In my opinion, this shot can prove Barr's idea: in "Persona", the boundaries between people are illusory, and the boundaries between reality and fantasy are illusory (Barr, 1987, p.129). The film is interspersed with facts and illusions. It's hard to tell which part is the truth and which part is the illusion because the director does not clearly divide it. However, I think the clip I chose is one of the fantasies because Alma asks Elisabet: "did you come to my room last night?" at the end of the clip and Elisabet's answer proved that she had not been to Alma's room the night before. It seems that there is no reason to doubt the truth of Elisabet's answer. From the audience's point of view, there is no evidence that Elisabet maliciously wanted to make Alma doubt her own reason, nor that Elisabet lost her memory or lost her mind. In this case, the film gives two important messages at the beginning: first, Alma has a hallucination and may continue to attack in the future; second, the scene of Alma's hallucination in the film will naturally alternate with the normal plot so that even Alma's subjective imagination looks the same as "true". 

"Persona" is not a film that can be understood logically. It requires the audience to perceive with consciousness, to perceive the reality and fantasy in the film, and to perceive their different meanings. In this film, Elisabet and Alma are two different individuals.
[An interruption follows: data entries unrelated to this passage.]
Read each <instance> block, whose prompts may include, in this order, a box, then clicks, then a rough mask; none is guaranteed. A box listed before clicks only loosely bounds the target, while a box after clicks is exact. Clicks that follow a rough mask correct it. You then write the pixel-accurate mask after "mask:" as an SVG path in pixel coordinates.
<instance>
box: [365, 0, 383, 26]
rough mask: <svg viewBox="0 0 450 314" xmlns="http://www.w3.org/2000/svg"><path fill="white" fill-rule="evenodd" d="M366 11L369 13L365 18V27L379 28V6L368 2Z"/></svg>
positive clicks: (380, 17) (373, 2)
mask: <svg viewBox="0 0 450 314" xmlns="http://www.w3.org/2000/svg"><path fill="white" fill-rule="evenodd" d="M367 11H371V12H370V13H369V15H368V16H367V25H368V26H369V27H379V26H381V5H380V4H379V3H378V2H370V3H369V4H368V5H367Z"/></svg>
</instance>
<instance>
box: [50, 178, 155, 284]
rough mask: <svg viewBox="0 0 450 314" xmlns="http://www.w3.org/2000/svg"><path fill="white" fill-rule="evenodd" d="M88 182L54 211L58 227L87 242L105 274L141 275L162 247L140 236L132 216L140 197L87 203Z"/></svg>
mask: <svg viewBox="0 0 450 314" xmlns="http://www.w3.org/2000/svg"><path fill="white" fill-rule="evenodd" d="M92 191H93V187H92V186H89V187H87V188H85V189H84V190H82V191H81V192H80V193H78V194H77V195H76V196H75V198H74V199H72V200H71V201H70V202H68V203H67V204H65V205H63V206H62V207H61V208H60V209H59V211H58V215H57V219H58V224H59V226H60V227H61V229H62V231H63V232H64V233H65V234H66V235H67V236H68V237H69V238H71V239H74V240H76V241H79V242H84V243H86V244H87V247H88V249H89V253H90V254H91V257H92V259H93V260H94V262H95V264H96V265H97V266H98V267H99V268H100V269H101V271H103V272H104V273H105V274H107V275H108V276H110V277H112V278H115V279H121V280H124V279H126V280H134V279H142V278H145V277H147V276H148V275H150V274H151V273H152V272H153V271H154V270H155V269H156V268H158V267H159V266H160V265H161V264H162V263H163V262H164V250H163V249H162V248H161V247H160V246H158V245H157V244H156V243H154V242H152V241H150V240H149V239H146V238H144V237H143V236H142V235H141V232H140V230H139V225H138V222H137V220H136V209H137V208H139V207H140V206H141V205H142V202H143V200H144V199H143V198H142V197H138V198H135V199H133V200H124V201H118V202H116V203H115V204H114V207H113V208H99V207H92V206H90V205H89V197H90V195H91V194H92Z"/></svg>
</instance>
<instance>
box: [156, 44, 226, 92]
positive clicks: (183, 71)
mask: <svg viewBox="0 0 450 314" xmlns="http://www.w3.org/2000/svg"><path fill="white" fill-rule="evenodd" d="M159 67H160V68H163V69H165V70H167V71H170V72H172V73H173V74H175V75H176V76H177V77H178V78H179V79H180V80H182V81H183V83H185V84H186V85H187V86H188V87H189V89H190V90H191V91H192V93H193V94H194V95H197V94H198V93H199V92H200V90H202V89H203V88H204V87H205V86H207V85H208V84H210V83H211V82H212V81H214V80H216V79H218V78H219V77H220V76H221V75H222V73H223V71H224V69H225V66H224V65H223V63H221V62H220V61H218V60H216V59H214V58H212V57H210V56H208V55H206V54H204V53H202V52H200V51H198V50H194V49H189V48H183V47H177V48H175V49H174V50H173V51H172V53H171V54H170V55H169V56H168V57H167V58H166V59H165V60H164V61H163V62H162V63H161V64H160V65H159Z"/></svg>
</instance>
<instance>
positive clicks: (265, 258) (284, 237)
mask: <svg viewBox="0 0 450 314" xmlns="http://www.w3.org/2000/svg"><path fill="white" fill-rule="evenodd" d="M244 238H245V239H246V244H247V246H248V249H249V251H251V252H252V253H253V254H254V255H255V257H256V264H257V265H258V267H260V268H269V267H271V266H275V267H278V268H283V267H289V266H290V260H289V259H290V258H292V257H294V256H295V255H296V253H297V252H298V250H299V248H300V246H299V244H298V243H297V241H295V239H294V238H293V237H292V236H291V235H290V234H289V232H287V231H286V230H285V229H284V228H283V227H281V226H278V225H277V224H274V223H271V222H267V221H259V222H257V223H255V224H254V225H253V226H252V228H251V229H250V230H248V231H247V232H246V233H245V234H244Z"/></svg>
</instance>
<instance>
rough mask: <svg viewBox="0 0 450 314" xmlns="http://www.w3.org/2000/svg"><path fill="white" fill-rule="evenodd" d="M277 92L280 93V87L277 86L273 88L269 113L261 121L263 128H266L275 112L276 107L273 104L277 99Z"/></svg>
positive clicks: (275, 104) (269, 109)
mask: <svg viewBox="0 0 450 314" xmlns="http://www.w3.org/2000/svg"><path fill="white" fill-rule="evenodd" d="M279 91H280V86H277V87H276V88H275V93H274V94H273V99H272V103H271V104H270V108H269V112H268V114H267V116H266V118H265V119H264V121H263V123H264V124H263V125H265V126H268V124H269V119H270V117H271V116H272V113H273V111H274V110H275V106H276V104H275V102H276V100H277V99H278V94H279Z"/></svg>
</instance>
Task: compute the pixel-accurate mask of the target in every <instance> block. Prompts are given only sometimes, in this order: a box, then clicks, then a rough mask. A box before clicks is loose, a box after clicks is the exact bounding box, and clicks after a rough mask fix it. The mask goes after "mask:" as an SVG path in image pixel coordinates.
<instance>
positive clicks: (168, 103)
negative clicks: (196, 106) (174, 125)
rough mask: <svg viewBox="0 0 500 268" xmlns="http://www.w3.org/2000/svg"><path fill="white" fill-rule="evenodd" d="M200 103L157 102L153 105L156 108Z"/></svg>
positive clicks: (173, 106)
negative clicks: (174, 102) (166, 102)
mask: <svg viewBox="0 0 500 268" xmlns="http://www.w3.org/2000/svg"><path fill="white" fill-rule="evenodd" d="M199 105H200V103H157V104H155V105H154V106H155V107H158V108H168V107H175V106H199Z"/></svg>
They all wear masks to survive. For Elisabet, her mask is silence, which she tries to show that she has no desire. For Alma, her disguise is a naive character and normal life. Elisabet's mask is like an ideal self, while Alma's mask is like an emotional self. Their real self in their heart is the others after wearing the mask. For example, I think the clip I selected reflects that Alma's real self is Elisabet's mask. It seems that there are two characters in this clip, but in fact, these two characters are Alma herself because this is the picture of Alma's fantasy. In the first half of the picture, Elisabet touching Alma is controlled by Alma's will. Alma subconsciously tells herself that she is very similar to Elisabet. In the second half of the clip, Alma, who is integrated with Elisabet, is her true self. She wants to be integrated with Elisabet. This fragment shows that Alma is Elisabet, and one is the surface used to show people, the other is the inner true self. At the same time, Barr (1987) also claims that it is very difficult to understand a person in a short time. Human beings may be deceiving themselves, believing that the known personal identity exists. His words show that human nature is difficult to understand; perhaps they are cheating themselves and hiding the most real self in their heart. However, the most real self in their heart will be revealed unconsciously in the end. Like the clip I picked, it's a fantasy of Alma, not real. But in this clip, Alma reveals her true self in her heart. She wants to be Elisabet, and her inner role is Elisabet, so she dreams of overlapping with Elisabet.

The characters in the movie have two sides, which like most people in society, they have two sides. They sometimes hide their true self in their heart and show others with masks. They will have conflicts with themselves because they don't know how to balance the two roles in human nature. And this film gives us the answer to this question: we should accept the two sides of ourselves at the same time, integrate them, rather than bury the ugly side. Just like Elisabet, through Alma (direct sensibility), she overcomes the escape created by rational self and finally finds her inner self; just like Alma, through Elisabet (indirect reflection), she overcomes the disguise of perceptual self and finally finds herself.


Reference list 

Barr, A. (1987). The Unraveling of Character in Bergman’s Persona. Literature/Film quarterly, 15(2), pp. 123-136.

Bergman, I. (1996). Persona. Sweden: Svensk Filmindustri.